The needed one is a rate hike to enable foreigners to earn while buying, and we are doing it now. Assuming that the Treasury’s borrowing interest rate and the policy are parallel, the TRY 85 worth of government debt securities with a nominal value of TRY 100 and interest rate of 17.5% in July has fallen to TRY 77 with a 30% interest rate now. USD/TRY also rose nearly 0.5% after the policy rate decision. So, we may see a slight movement in foreigners’ portfolio investments in the upcoming period.
Regarding FDI inflows, it won’t happen instantly from today to tomorrow or from this year to next year. We will consider asset sales as FDI and console ourselves with it.
The new economy administration, which held four PPK meetings, hiked the policy rate by 6.5 points, 2.5 points, 7.5 points, and 5 points, respectively.
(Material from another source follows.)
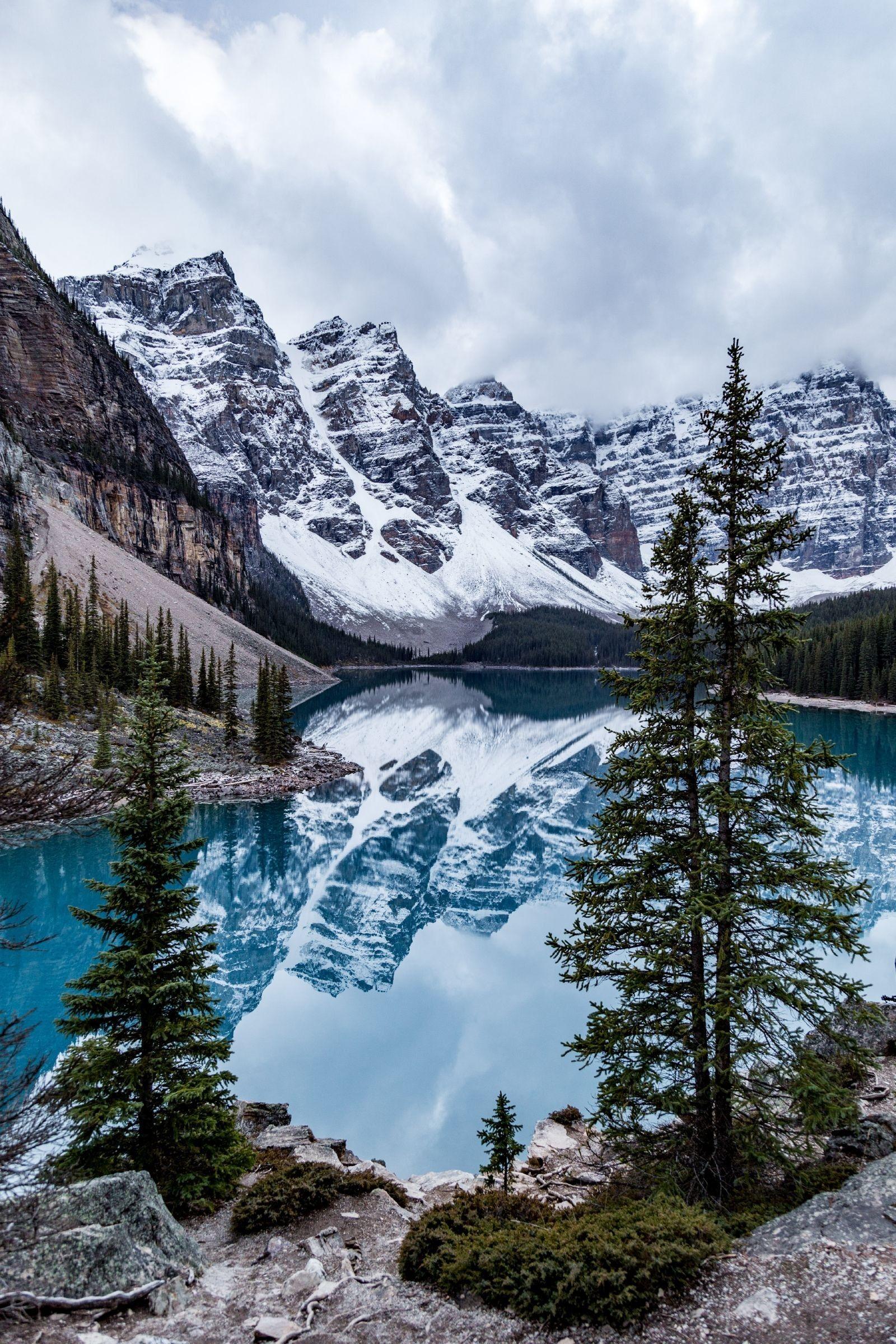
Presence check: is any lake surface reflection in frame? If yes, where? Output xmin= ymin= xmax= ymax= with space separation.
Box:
xmin=0 ymin=672 xmax=896 ymax=1175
“The policy rate will be determined in a way that will create monetary and financial conditions necessary to ensure a decline in the underlying trend of inflation and reach the 5% inflation target in the medium term. Monetary tightening will be further strengthened as much as needed in a timely and gradual manner until a significant improvement in the inflation outlook is achieved.”
That is the exact expression included in the PPK statement in September, August and July, while the statement was similar to it in June.
We don’t have the data estimating the year to achieve the 5% annual inflation. But we know we should expect it in the post-2026 period at least, considering the inflation forecast of 8.5% for 2026. So, the earliest year will be 2027.
Our goal is to reduce the monthly inflation to 5% nowadays. We are so far from the annual inflation target of 5%.
At least, the purpose is to stop the surge, which seems to have been out of control.